La circulation extracorporelle

La machine et les circuits de CEC

Schéma général 

Le but du cœur-poumon artificiel est de prendre en charge de façon temporaire la circulation et l’hématose d’un patient. Ainsi, l’ouverture des cavités cardiaques devient possible et la chirurgie est réalisée sur un cœur exsangue et arrêté. Le sang du patient est dérivé du cœur droit veineux vers l’oxygénateur, qui étant couplé à un échangeur thermique, permet son oxygénation et sa décarboxylation, en même temps que son refroidissement ou son réchauffement. Il est ensuite propulsé par une pompe, dite artérielle, vers l’aorte. Les matériaux : canules, tubing, réservoir de cardiotomie, oxygénateur, filtre sont à usage unique. À côté de ces éléments clés, sont rassemblées, sur une console mobile, une ou plusieurs pompes assurant la récupération du sang épanché en intrathoracique et intracardiaque, et la décharge des cavités cardiaques à certaines phases de l’intervention. Un circuit indépendant est utilisé pour effectuer la cardioplégie. Les autres principaux éléments du circuit sont, d’une part, des éléments de sécurité : filtre artériel, alarmes, prise de pression, et d’autre part, des éléments permettant un monitorage en continu des paramètres biologiques et biochimiques du patient. Enfin, si nécessaire, un hémoconcentrateur peut être placé en parallèle.

Circuit artériel, filtres et shunt

Deux matériaux différents sont utilisés pour les tuyaux: le polychlorure de vinyle (PCV) et les silicones. Le PCV, transparent, rejette peu de particules mais présente une tenue limitée à la traction et à l’étirement. Le silicone respecte mieux la déformabilité des globules rouges et diminue l’agrégation plaquettaire, mais libère facilement des particules. Comme les surfaces étrangères et le contact avec l’air sont les sources principales des altérations de la coagulation, de l’hémolyse et du syndrome inflammatoire systémique post-pompe, la recherche autour des améliorations possibles des circuits de CEC est très active. On suit actuellement plusieurs pistes, parmi lesquelles:

➤ Les circuits préhéparinés: l’adhésion sélective de protéines plasmatiques sur la surface étrangère conduit à la création d’un film moléculaire qui empêche la progression de la cascade de la coagulation. L’adhésivité plaquettaire est réduite, de même que l’activation du complément et l’adsorption des facteurs de coagulation. On peut diminuer l’ACT (Activated Clotting Time) requis à 250-300 sec, mais le sang ne peut pas stagner dans le circuit, car le risque de voir se former des thrombi dans le réservoir ou l’oxygénateur est élevé. Il faut donc maintenir la circulation dans la CEC au moyen d’un court-circuit entre la canule artérielle et la canule veineuse.
➤ Les circuits rendus biocompatibles par imprégnation de polymères (poly2 méthoxy-éthyl-acrylate, phosphorylcholine, siloxane) ou de molécules anti-inflammatoires (facteur H inhibant le complément C3a, phospholipides de la membrane plaquettaire). Ces substances freinent la cascade du complément et l’activation leucocytaire.

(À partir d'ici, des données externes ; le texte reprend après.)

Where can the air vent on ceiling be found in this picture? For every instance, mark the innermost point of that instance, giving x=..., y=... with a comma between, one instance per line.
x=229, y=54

Concernant les canules: après le tuyau de 3/8 pouce qui la relie à la pompe, l’extrémité de la canule artérielle est l’endroit le plus étroit de tout le circuit (diamètre interne: 7-8 mm). C’est donc le lieu du gradient de pression le plus élevé. Normalement, ce gradient ne doit pas dépasser 100 mm Hg à un débit de 2.5 L/min/m2 ; au-delà, le risque d’hémolyse et de dénaturation protéique est excessif. La canule artérielle est dotée d’un système de fixation à la paroi vasculaire et d’un robinet à trois voies pour purger l’air et, accessoirement, y mesurer la pression. Lorsque la canule aortique est en place et fixée, on laisse refluer le sang artériel pour éliminer les débris et les bulles d’air par le robinet de purge. Le contrôle de la pulsatilité du sang dans la canule assure que la position est correcte dans la lumière de l’aorte; si la canule est intrapariétale (dissection), le sang qui reflue n’est pas pulsatile. La canule artérielle est implantée le plus souvent dans l’aorte ascendante. Il en existe deux types :

● La canule à embout rigide coudé à angle droit ; introduite perpendiculairement à la paroi aortique antérieure, elle débite dans l’axe au niveau de la racine aortique ;
● La canule souple de type Bardic™ : introduite tangentiellement, elle débite plus distalement dans la crosse.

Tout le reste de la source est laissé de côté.